Still, though, the ability to just eavesdrop upon a major ensemble playing the Ninth as a matter of course is a good thing.  There must be a better way to get all of the remarkable things going on in the world at any given moment to the attention of more people. So much of the present media mindset was created by bursts of transmission over the air at set times to those in reach of the transmission.  The internet is fundamentally a different thing.

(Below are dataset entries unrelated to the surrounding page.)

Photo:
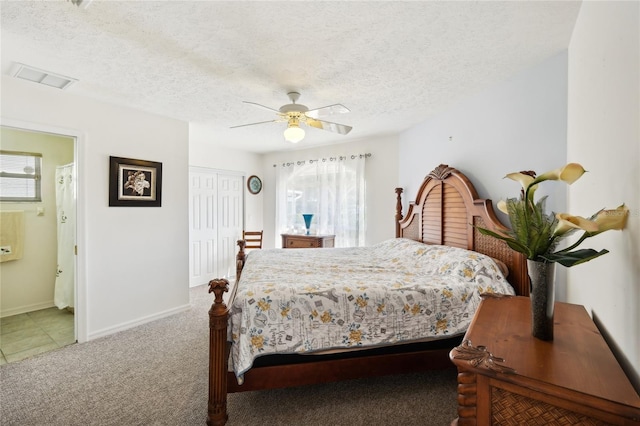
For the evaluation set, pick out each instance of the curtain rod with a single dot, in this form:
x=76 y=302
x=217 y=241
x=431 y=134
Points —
x=324 y=160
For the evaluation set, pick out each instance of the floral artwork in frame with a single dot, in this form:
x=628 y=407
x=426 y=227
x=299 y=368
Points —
x=134 y=183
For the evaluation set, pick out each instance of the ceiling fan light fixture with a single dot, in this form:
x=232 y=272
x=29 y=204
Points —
x=293 y=133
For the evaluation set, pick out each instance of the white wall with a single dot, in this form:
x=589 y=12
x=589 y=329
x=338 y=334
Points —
x=381 y=173
x=28 y=284
x=604 y=135
x=203 y=152
x=517 y=125
x=133 y=261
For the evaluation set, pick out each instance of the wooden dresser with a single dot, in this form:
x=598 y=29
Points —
x=307 y=241
x=573 y=380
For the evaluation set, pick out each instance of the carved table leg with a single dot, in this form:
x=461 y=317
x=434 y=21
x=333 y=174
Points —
x=467 y=397
x=217 y=406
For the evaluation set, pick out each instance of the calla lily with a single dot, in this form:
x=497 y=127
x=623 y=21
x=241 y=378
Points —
x=502 y=206
x=567 y=222
x=611 y=219
x=568 y=174
x=524 y=179
x=537 y=234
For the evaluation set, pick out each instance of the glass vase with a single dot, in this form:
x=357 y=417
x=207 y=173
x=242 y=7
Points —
x=542 y=278
x=307 y=221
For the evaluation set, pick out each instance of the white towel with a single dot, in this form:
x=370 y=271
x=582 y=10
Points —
x=11 y=235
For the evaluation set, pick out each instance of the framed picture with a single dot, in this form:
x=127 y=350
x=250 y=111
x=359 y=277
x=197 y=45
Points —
x=254 y=184
x=134 y=183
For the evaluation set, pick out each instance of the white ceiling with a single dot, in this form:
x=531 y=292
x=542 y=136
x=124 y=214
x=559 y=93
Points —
x=393 y=64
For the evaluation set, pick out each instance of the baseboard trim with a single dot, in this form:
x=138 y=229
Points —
x=28 y=308
x=140 y=321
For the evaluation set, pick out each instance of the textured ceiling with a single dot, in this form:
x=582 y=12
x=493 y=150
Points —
x=393 y=64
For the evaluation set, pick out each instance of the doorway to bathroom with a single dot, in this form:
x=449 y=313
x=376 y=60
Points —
x=38 y=268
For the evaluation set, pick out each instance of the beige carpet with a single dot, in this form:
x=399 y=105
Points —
x=156 y=374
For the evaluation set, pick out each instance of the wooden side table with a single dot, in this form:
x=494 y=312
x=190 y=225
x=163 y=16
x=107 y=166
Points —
x=508 y=377
x=307 y=241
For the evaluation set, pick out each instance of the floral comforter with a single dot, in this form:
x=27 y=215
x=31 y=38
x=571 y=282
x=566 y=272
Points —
x=302 y=300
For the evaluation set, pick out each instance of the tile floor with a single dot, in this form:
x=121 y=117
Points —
x=32 y=333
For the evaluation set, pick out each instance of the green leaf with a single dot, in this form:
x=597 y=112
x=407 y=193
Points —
x=574 y=257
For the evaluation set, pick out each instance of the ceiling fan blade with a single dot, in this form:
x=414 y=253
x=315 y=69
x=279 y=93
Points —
x=326 y=111
x=253 y=124
x=261 y=106
x=327 y=125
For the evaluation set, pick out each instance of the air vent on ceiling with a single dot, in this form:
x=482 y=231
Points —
x=36 y=75
x=82 y=4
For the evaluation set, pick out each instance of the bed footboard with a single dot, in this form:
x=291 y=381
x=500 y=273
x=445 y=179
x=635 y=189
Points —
x=218 y=355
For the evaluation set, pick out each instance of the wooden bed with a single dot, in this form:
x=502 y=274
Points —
x=445 y=211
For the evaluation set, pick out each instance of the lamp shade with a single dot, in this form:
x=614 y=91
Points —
x=293 y=134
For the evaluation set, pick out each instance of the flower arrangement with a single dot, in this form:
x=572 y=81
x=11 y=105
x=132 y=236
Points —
x=536 y=234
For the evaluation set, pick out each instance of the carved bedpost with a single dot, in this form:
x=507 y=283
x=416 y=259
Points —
x=398 y=210
x=240 y=258
x=218 y=351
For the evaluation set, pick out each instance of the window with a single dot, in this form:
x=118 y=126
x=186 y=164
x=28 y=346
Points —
x=20 y=176
x=332 y=189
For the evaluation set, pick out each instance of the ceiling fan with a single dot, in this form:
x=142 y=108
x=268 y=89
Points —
x=293 y=114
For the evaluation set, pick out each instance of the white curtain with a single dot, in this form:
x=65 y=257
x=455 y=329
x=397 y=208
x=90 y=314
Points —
x=65 y=211
x=332 y=189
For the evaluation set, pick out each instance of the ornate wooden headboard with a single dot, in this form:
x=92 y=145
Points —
x=446 y=211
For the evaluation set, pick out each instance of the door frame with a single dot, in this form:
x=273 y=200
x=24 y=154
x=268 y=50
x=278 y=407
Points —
x=80 y=309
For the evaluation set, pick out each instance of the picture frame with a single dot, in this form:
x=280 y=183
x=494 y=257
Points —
x=134 y=183
x=254 y=184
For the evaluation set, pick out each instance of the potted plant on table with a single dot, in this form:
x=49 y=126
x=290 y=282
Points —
x=537 y=234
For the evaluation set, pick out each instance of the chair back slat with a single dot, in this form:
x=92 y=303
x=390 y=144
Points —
x=253 y=239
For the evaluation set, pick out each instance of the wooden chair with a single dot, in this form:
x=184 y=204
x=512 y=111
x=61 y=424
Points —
x=253 y=239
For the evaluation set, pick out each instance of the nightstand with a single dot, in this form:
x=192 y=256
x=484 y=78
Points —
x=307 y=241
x=508 y=377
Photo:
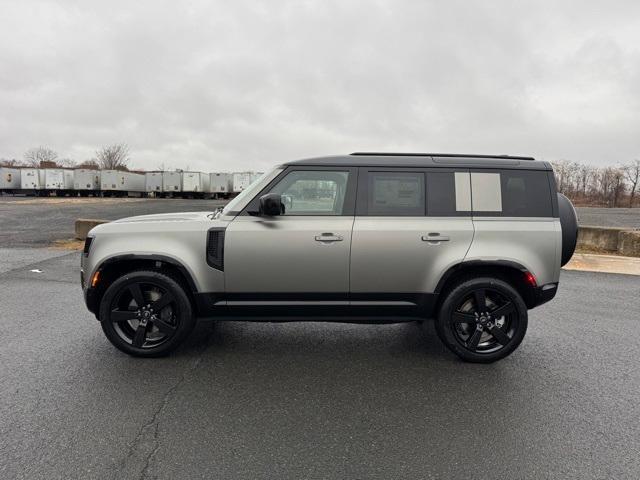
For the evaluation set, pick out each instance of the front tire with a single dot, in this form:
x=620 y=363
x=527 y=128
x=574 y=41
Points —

I tend not to write and think about foreign wars, as it's generally not my business, even though the hard-won doctrines of neutrality seem to have slipped away in the last few years.  I doubt that there will be the equivalent of the Alabama settlement after the dust settles in Europe, for example.  (Interestingly, the U.K, as a dominant naval power, always sidestepped the 19th c. neutrality conventions.)  The events of the last few days or so in the Levant are troubling.  Going after general command and control seems to signal an all-out war.  I don't think a conflict can get more across-the-board than that.  These are not proportional attacks in pursuit of declared objectives, nor are they claimed to be.  Which is why I'm puzzled that the news seems to treat it as the sort of one-off strikes that happen from time to time.  Hold on to your... whatever it is that you think that you should grab onto.  #notexpert #justwiseacring

 Muesli has gone up by 33% since my last visit.  Mores, tempore, &c.  Will have to check the German drugstore, but the new version seems to be the prevailing price.  Backup plan: corn flakes and boiled apples.

Back in the city of the Jedi Council.  Interesting trip.  En route, stopped off in the capital of the old Republic to make the pilgrimage that was blocked earlier, as the national church had been celebrating a pontifical liturgy when I arrived, and wanted only those of that nationality inside the building at the time.  No matter.  Some odd dreams in the interval.  An interesting visit to a favorite city.  But traveling by bus in summer does have its peculiar difficulties.  Must find a magic carpet or something.

The rooms here are a bit pricier than the usual budget for these travels would allow.  Some financial shenanigans forced me to book relatively last-minute, off the price curve.   Had wanted to return to the theatre festival in Transylvania this month, but all of the places in the old Saxon capital were outside of the budget.  As it turns out, with the last minute booking, what I'm paying now would have put me in range of a cheap set of rooms timely booked there, so that's a mite frustrating.  But he moves in mysterious ways his wonders to perform.  Mainly arm-wrestling the invisible hand of the markets, it seems.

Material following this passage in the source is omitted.